DerwenAI / pytextrank

Python implementation of TextRank algorithms ("textgraphs") for phrase extraction
https://derwen.ai/docs/ptr/
MIT License
2.15k stars 333 forks source link

Issues with adding pytextrank to spacy pipeline #100

Closed dbragdon1 closed 3 years ago

dbragdon1 commented 3 years ago

Hello, this is a great feature and everything was working smoothly until I upgraded spacy to 3.0.0 and pytextrank 2.1.0. I believe it has to do with how spacy changed their methods for constructing custom pipelines.

I'm trying to run the code given in the readme:

import spacy
import pytextrank

nlp = spacy.load('en_core_web_sm')
tr = pytextrank.TextRank()
nlp.add_pipe(tr.PipelineComponent, name = 'textrank', last = True)
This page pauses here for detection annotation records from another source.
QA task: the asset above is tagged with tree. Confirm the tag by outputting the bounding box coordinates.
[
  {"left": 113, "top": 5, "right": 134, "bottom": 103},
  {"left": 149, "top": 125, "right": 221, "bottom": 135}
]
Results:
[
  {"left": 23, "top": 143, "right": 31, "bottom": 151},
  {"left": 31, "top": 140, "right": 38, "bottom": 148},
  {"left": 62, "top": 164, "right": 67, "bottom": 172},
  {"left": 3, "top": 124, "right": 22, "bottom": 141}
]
This gives me a ValueError:

ValueError: [E966] `nlp.add_pipe` now takes the string name of the registered component factory, not a callable component. 

Expected string, but got <bound method TextRank.PipelineComponent of <pytextrank.pytextrank.TextRank object>> (name: 'textrank').

The error message goes on to explain what spacy expects for each argument, and how to add decorators to create custom pipelines and factories.

Is there a fix for this? Am I doing something wrong? Any help would be appreciated. Thank you.

ceteri commented 3 years ago

Hi @dbragdon1, many thanks -

Yes, the means for constructing pipelines changed, and we needed to move to becoming a component factory instead. To run spaCy 3.x you need to use pytextrank 3.x now.

Have you seen the #99 issue? That has some more details

dbragdon1 commented 3 years ago

Ah I see. I think I assumed I was on the latest version after upgrading through pip. Thanks for your help. Keep up the good work!

ceteri commented 3 years ago

Thank you kindly!

FWIW, the pip install -U pytextrank should install the 3.0.1 version -- although I've encountered lots of oddness lately with both pip and conda and there seems to be more sensitivity about having those tools themselves updated.